Ce Prix Misericordia des médecins de l’AMC s’ajoute aux nombreuses distinctions décernées au Dr Thomas, notamment l’Ordre du Canada et deux doctorats honorifiques. Il a aussi reçu récemment le prix Prestige, la plus haute distinction conférée par l’Association médicale du Québec. 


Captain Raymond Kao

Captaine Raymond Kao
Médaille commémorative John-McCrae

Bien que le capitaine de vaisseau Raymond Kao ait obtenu son diplôme de médecine en 1990, on peut dire sans se tromper que son éducation médicale s’est toujours poursuivie.

Durant une brillante carrière amorcée lorsqu’il a obtenu un diplôme en génie du Collège militaire royal du Canada, il a participé à trois déploiements au sein de l’unité médicale multinationale de rôle 3 de l’OTAN à Kandahar, en Afghanistan.

Comme l’a fait remarquer un collègue plus tard, « son expertise en soins intensifs a contribué au taux de survie sans précédent de 98 % dans cet établissement chez les victimes blessées au combat, mais toujours en vie à leur arrivée : l’un des taux les plus élevés jamais enregistrés ». Il est retourné en Afghanistan en 2012 pour conseiller des médecins militaires afghans et les aider à mettre sur pied un programme d’éducation en soins intensifs.
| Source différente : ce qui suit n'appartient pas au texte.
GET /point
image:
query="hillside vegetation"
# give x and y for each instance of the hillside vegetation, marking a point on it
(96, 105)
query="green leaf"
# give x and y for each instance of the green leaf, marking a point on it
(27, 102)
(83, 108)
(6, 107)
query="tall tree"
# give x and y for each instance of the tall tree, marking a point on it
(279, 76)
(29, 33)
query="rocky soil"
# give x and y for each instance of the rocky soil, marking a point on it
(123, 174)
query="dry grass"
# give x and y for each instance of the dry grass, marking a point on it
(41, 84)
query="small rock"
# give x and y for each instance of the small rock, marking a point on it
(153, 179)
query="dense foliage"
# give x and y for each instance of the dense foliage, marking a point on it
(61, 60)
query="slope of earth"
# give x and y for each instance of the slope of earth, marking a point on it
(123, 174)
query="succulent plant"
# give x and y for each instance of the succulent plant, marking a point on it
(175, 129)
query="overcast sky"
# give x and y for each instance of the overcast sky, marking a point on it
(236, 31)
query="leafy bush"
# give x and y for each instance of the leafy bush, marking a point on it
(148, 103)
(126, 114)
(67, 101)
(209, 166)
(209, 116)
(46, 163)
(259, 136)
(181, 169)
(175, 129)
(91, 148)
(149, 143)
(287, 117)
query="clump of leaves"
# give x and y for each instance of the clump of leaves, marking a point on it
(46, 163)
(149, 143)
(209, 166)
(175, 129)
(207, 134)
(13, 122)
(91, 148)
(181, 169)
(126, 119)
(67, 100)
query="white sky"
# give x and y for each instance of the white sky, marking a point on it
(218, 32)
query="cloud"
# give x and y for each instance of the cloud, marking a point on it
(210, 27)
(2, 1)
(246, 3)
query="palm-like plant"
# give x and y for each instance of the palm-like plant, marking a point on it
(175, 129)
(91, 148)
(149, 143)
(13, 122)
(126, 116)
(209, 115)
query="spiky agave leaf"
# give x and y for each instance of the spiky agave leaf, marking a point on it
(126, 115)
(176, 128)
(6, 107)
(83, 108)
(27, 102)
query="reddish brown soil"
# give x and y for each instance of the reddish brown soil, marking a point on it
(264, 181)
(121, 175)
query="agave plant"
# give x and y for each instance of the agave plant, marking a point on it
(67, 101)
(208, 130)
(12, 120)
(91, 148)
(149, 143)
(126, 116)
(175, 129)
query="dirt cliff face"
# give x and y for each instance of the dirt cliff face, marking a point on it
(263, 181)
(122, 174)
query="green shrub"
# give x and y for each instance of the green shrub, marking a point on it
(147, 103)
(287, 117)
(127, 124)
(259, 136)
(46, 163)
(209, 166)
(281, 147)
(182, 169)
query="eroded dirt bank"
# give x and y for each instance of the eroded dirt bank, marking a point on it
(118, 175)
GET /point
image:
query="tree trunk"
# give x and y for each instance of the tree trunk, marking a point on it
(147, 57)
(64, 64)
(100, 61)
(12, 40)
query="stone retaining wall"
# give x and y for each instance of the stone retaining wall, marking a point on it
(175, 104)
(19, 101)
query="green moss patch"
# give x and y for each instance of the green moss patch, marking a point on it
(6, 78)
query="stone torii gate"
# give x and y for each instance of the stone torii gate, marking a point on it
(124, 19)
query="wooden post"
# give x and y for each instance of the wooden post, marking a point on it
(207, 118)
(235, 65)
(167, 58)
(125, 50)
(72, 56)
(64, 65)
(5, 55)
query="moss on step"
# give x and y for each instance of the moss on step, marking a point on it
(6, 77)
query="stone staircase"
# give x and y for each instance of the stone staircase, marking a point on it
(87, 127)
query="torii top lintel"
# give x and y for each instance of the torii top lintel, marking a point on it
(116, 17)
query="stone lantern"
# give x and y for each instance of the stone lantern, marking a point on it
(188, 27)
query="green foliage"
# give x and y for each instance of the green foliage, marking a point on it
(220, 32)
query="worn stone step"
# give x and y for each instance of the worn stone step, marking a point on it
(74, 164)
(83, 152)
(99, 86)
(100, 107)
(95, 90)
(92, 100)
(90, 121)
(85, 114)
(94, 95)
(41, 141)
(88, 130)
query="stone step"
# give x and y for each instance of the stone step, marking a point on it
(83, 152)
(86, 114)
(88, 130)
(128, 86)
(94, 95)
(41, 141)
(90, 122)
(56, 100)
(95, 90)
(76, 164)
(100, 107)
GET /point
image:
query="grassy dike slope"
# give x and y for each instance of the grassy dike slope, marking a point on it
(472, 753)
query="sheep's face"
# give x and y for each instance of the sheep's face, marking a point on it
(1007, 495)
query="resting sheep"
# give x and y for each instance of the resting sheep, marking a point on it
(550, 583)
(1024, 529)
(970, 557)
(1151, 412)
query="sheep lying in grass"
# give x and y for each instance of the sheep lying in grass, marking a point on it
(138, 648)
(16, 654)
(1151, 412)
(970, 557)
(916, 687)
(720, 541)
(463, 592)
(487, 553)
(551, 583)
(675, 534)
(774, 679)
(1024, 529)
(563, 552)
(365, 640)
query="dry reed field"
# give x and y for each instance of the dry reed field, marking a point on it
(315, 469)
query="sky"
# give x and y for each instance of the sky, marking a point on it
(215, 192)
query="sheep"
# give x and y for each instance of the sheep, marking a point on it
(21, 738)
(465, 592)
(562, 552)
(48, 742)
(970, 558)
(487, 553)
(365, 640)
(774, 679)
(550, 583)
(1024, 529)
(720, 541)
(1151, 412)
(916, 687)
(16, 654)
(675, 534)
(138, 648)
Il a participé à un nouveau déploiement en 2014, mais pour un autre type de combat cette fois. Il faisait partie d’une équipe médicale militaire envoyée en Sierra Leone pour contribuer à la lutte contre l’épidémie d’Ebola, qui a causé la mort de plus de 11 000 personnes en Afrique de l’Ouest. Le capitaine Kao a prodigué « des soins de la plus grande qualité » aux travailleurs de la santé touchés par le fléau, en plus d’étudier les facteurs pronostiques en vue de contribuer à l’amélioration des soins lors de futures épidémies.

Le capitaine Kao, qui est spécialisé en médecine des soins intensifs et en médecine interne, a participé à 11 projets de recherche et a publié 30 articles durant sa carrière. Ses récentes recherches ont porté sur la prestation de soins de réanimation aux patients traumatisés.

En 2013, en signe de reconnaissance de ses nombreuses réalisations professionnelles, il a été nommé tout premier titulaire de la Chaire de recherche sur les soins intensifs liés au service militaire. Aujourd’hui, après 40 ans dans les Forces canadiennes, son travail continue de profiter tant au personnel militaire qu’aux populations civiles.